Boston
Introductory art-history and art-appreciationcourses, long a staple of liberal-arts education, are getting a new look.Participants in two sessions on Fridayat the annual meeting of the College Art Association said they aremoving away from just lecturing with slides in such courses to incorporating elements like studio work, small-group projects, and online discussion and review of images.
Susan Ball, the association’s executive director, said that pedagogy is an increasingly popular topic at the meeting. “People are waking up to the fact that they teach,” she said, “but that no one has told them how to teach.”
In a session on “Pedagogy for the 21st Century: Transforming the Art-History Survey and Art-Appreciation Courses,” Robert Bersson, a professor of art emeritus at James Madison University who still teaches as an adjunct there, recalled his own time as a 20th-century student in art-history courses at Brandeis University. He displayed the elaborate doodles on his notebooks and the list, in the margin of one page, of 16 women he wanted to date. More important, he said, the words in the notebooks demonstrate that “there’s absolutely no thinking going on -- I’m simply a recording machine.”
To counter that problem, professors outlined a variety of ways to get students out of lecture seats in darkened rooms. Gil Martin, an art instructor at Western Nevada Community College, said that he takes his art-history students outside to make paint brushes by pounding the ends of branches with rocks and has them make paint by mixing colored dirt and natural pigments with water. Those tasks, he said, prepare the students to understand Paleolithic cave art.
To help students comprehend Marcel Duchamp, the unconventional French-American artist, and his concept of “ready-made art,” Mr. Martin said he takes the students to Wal-Mart and has them choose objects that they feel “aesthetically neutral” about. The students pick the objects, such as a paper-towel holder or a spool of wire, give them titles, and then exhibit them in a gallery.
Finally, he said, the students discuss the concept of an artist’s choice as an aesthetic act, and enjoy watching the mystified reactions of other students who are not in the class. “They feel on the inside of the concept,” said Mr. Martin.
Sharon Tetly, also an instructor of art at Western Nevada Community College, said she started using more participatory methods in art-history classrooms by, for example, distributing roofing copper and a stylus for students to scratch it with, all the better to grasp Rembrandt’s etchings.
Such exercises, she said, help students understand the tools artists use and the artistic process. After she and other instructors began using such methods, she said, more students started majoring in art at the community college. She went on to have students build earthworks -- constructions out of rocks and dirt -- to help them comprehend the work of environmental artists like Christo whose work is site-specific. She said she tells students who worry that they are not creative to just relax and enjoy the process.
Debra M. Drexler, an associate professor of art at the University of Hawaii-Manoa, also said she has students try out some of the techniques that the artists they are studying used. Then, at the end of one of her courses, her teaching assistants illustrate the Dada movement, which emerged during World War I, with the sort of disruptive performance art that members of the movement often practiced. With no warning, her assistants might paint a mustache on her face or drive a motorcycle onto the podium. After a model lacking clothes did cartwheels onto the stage, Ms. Drexler introduced a no-nudity rule.
Molly Lindner, an assistant professor at Kent State University at Stark, has adapted a teaching method, known as problem-based learning, that is popular at many medical, business, and law schools.The method encourages students to work cooperatively in small groups on real problems.

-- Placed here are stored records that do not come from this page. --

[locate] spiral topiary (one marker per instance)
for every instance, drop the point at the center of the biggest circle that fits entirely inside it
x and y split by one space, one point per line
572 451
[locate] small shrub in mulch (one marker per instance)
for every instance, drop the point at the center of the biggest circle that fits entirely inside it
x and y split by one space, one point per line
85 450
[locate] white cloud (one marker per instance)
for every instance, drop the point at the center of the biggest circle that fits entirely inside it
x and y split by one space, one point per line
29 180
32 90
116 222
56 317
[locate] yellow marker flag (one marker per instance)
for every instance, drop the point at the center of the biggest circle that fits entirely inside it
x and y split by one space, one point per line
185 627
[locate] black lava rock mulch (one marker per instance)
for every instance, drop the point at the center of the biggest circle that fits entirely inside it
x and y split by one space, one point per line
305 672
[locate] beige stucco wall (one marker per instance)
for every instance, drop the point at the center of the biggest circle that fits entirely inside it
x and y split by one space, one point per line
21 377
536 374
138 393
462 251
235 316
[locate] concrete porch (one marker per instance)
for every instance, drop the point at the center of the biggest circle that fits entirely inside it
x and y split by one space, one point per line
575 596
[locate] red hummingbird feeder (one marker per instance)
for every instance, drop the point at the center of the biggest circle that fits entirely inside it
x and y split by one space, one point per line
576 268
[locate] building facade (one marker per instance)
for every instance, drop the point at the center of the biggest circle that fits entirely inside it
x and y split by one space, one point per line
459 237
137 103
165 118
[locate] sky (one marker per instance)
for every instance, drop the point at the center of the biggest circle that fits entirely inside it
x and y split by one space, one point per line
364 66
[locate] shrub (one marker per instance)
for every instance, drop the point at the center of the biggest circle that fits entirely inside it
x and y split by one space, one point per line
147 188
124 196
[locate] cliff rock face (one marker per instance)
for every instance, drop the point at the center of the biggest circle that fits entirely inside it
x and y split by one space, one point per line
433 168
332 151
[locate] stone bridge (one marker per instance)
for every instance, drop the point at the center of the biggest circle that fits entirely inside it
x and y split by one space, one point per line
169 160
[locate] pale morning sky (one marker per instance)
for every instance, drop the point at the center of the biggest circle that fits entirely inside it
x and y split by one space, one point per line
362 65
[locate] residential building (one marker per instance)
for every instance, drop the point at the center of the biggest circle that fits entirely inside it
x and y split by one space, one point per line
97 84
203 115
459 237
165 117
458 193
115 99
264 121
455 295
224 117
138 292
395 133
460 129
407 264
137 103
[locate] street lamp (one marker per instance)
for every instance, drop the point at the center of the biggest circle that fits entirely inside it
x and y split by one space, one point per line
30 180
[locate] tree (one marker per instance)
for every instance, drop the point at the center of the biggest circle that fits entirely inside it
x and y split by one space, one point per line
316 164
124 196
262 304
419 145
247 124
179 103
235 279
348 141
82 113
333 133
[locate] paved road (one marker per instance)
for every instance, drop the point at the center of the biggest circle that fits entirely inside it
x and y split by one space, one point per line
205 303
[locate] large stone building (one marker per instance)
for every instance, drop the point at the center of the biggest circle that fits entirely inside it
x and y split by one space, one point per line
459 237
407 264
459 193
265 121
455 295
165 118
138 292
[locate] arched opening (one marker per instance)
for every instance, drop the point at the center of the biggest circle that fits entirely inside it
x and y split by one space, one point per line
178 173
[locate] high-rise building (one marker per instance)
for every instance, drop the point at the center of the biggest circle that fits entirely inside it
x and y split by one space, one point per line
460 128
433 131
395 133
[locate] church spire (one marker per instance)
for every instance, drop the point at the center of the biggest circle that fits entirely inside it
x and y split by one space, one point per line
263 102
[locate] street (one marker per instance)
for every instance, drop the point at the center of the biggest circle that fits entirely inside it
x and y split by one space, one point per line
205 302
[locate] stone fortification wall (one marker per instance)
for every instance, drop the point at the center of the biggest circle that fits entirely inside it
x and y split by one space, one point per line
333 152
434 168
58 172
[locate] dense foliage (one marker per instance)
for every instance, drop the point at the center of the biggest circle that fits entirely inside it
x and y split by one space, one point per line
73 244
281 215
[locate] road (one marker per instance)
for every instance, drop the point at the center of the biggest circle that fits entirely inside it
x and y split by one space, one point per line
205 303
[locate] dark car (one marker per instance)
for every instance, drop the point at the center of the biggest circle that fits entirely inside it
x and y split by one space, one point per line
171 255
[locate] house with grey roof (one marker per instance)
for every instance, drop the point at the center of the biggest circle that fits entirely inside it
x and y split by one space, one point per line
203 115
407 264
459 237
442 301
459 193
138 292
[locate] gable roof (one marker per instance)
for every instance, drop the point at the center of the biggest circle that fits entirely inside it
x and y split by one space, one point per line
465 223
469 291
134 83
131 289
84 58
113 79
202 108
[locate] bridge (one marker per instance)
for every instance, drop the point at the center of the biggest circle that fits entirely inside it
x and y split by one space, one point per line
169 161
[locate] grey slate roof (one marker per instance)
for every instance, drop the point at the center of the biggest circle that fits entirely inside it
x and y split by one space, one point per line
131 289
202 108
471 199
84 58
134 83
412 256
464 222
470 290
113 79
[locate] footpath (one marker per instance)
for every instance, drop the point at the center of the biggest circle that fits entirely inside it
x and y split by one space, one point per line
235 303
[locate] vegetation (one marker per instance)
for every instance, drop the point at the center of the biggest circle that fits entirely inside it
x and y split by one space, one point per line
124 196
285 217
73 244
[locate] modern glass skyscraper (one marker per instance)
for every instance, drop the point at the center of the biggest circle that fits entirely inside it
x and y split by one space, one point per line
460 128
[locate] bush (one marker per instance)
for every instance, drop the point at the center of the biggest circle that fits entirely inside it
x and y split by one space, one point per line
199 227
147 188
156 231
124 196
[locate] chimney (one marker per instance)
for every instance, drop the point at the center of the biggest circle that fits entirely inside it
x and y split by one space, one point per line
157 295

She said she eases students’ fears that their grades might suffer if other members of their group shirk the work, in part by promising to expel anyone who takes shirking to an extreme.
In a separate session at the meeting -- “Teaching Art History Online” -- art professors talked about teaching art history completely online and in hybrid courses that include classroom work. Two faculty members at the Fashion Institute of Technology, Beth Harris and Steven Zucker, told about “vodcasts,” a solution to the competition between text and images on a computer screen. The two teachers record audio explanations of the artworks that play while the students are looking at the images. Samples can be found at http://www.smarthistory.blogspot.com/
A cautionary note on the online teaching of art history was sounded by Geoffrey Simmins of the University of Calgary, in a talk titled “If You Build It, They May Not Come.” Mr. Simmins said that, in online teaching, it is tempting to pile a long series of images on students. And when he asked students how they would like to be tested, he got a surprising answer: with old-fashioned slides.